In an emergency meeting Monday, the Marion County Election Board sided with Republicans, who were concerned about potential voter fraud due to people registered in more than one location and deceased voters who were never taken off the books.
The Election Board voted 2-1 in favor of allowing Republicans to continue purging names.
The controversy began Friday when Republicans started removing the names of voters they thought were ineligible. The names came from a list supplied by a vendor contracted by the secretary of state's office that indicated about 36,000 Marion County voter registrations were questionable. Republicans were certain that about 4,500 of those names should be purged immediately. Purging of additional names also is being considered.
Democrats questioned the criteria and the motives Republicans were using in determining who was a legitimate voter. In the past when the two sides disagreed on a voter registration issue, nothing happened, according to Marion County Democratic Party Chairman Ed Treacy.
This time when the Democratic and Republican leaders of the board disagreed on how to proceed, Republicans continued purging names.

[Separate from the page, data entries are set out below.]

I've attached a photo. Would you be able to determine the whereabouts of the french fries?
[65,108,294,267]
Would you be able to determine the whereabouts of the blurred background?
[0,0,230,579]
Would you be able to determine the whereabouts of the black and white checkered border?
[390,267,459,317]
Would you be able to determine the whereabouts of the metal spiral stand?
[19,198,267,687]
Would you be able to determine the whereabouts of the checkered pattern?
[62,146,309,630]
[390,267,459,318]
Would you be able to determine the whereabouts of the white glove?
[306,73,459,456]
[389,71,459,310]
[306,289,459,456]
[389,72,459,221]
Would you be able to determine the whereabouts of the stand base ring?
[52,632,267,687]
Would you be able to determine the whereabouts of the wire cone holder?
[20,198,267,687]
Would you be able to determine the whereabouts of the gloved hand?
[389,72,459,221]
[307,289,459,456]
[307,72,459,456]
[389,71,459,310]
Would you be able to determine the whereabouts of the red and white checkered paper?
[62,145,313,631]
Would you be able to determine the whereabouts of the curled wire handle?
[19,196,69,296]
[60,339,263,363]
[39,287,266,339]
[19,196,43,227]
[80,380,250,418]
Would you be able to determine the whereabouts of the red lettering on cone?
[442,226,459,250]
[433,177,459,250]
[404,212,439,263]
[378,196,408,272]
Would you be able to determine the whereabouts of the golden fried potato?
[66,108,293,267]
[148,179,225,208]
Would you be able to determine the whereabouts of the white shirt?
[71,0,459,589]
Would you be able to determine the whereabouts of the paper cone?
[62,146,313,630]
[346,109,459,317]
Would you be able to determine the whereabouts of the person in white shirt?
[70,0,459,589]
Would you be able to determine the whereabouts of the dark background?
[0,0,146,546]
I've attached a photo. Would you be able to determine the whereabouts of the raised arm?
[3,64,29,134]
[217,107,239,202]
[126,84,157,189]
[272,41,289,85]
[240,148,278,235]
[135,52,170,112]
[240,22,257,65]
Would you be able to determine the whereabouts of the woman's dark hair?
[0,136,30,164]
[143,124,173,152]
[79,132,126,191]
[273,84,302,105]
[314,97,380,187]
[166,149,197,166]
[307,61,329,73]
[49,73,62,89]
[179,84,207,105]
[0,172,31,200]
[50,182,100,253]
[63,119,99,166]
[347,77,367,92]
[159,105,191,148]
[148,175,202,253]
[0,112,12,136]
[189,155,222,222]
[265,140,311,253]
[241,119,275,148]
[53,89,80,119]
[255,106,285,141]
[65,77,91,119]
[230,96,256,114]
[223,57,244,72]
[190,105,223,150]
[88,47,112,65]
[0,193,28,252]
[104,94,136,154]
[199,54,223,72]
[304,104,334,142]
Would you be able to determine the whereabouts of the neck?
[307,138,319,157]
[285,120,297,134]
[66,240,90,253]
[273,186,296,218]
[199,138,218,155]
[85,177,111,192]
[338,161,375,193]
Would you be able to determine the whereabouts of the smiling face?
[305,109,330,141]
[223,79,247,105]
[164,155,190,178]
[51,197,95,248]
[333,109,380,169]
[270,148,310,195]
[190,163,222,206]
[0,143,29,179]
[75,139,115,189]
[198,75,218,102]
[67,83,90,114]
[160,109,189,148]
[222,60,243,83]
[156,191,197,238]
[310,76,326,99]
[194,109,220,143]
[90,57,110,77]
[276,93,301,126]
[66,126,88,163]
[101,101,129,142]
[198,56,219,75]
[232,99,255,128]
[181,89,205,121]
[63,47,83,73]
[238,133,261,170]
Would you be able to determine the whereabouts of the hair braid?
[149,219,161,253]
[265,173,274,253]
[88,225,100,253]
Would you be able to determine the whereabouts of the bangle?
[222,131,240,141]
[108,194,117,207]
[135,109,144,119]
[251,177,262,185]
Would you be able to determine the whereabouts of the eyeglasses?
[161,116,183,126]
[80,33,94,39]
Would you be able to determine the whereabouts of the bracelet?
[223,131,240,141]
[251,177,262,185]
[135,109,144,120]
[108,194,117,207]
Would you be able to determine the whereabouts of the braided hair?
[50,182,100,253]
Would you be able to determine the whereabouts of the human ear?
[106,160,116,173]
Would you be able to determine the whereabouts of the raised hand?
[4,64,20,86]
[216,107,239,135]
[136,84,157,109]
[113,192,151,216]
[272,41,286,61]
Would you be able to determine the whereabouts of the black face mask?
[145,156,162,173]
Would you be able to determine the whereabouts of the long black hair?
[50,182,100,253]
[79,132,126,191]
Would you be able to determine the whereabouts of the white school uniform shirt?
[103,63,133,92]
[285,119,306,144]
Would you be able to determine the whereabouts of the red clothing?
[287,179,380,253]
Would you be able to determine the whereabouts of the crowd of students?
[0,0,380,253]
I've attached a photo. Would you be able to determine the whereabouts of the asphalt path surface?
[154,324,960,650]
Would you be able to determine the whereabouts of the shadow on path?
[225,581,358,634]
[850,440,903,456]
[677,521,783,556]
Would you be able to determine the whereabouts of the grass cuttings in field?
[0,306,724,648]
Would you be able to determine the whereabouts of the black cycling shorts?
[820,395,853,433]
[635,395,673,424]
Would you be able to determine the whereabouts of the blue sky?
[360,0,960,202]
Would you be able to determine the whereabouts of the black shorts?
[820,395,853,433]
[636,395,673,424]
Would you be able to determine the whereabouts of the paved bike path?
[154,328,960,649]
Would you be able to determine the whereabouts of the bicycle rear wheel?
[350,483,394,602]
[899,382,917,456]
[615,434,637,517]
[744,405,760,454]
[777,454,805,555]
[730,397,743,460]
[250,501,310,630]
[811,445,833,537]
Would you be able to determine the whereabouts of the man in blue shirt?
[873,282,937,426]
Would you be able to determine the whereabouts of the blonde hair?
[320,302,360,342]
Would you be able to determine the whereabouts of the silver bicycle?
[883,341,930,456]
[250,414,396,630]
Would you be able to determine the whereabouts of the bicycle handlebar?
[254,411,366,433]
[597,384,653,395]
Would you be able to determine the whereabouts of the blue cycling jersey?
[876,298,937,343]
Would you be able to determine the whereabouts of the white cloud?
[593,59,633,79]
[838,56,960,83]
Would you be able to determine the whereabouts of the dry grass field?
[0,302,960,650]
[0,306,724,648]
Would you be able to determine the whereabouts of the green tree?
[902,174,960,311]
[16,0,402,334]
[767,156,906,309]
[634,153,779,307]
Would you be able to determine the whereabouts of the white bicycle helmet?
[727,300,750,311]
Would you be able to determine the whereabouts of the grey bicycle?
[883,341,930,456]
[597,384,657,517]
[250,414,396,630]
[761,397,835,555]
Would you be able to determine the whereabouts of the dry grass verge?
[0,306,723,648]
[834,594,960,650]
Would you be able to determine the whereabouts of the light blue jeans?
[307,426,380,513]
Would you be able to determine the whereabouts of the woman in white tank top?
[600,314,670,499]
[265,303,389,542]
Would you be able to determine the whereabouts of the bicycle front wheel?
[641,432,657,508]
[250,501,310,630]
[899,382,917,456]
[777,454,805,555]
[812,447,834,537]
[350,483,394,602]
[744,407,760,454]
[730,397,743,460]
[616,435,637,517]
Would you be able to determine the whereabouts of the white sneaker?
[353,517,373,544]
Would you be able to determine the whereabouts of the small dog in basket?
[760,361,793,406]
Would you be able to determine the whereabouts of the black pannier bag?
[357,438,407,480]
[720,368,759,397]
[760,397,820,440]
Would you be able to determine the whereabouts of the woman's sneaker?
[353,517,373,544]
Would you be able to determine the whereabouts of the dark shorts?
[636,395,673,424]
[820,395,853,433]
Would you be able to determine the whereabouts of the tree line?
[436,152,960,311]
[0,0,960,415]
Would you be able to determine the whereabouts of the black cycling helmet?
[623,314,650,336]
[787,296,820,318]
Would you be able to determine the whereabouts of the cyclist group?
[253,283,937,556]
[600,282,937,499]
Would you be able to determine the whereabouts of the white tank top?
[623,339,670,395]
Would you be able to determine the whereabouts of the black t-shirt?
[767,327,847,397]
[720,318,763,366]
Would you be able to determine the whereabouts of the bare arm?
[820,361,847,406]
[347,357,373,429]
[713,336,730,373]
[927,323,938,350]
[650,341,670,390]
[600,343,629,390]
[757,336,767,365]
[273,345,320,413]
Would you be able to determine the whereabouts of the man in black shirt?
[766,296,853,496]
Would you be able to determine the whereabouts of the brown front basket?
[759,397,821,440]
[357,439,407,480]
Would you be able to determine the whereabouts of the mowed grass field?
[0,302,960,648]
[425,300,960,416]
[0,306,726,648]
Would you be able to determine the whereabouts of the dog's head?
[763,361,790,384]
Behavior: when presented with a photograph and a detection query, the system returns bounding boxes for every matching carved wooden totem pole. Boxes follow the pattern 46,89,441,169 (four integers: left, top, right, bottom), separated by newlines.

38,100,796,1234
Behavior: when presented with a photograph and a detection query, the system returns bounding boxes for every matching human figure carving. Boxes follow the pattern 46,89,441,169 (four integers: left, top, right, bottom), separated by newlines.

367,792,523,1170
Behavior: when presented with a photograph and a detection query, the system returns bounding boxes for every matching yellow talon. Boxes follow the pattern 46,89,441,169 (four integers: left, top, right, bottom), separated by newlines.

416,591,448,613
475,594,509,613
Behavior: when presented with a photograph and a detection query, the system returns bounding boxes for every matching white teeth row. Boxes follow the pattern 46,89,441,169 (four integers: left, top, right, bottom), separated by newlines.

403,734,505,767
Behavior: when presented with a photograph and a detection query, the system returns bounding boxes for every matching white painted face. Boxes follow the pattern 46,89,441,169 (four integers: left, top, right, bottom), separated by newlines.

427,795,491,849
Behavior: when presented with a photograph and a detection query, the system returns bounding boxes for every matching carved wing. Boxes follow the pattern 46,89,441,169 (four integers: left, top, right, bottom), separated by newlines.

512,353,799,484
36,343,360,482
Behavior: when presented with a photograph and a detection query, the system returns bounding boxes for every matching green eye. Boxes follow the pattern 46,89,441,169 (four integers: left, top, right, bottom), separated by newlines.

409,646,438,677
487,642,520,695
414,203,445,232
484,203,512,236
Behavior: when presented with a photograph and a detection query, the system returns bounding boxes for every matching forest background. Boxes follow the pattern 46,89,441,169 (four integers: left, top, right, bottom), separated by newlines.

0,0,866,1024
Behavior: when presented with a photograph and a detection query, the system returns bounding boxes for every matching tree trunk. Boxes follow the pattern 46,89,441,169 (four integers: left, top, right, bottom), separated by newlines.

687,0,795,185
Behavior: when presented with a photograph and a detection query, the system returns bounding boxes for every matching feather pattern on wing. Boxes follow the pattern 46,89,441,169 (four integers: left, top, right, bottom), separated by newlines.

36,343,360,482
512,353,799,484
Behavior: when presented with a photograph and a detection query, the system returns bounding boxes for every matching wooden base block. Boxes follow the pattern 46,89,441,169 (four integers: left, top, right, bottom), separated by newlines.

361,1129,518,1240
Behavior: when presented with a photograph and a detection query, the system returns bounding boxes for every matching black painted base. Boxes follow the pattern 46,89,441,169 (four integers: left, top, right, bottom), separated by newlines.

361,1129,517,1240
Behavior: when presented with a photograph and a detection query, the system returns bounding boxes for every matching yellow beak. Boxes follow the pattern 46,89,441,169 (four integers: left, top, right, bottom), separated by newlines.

The emergency meeting also was necessary because the voter registration board is required by state law to fix all potential voter registration problems by Wednesday.
"Had we not begun the process on Friday, we would not be able to get the job done," said Kyle Walker, the Republican co-director of the registration board.
John Riordan, the Democratic co-director of the registration board, requested a public meeting to discuss how to best deal with registration problems and criteria but was turned down by the Election Board.
"Our responsibility is with the registered voters of Marion County, not to the state of Indiana," he said.
Democrats were somewhat appeased by the meeting, which clarified criteria that must be used to determine who would be taken off of the books. "It was a conversation we needed to have," Riordan said.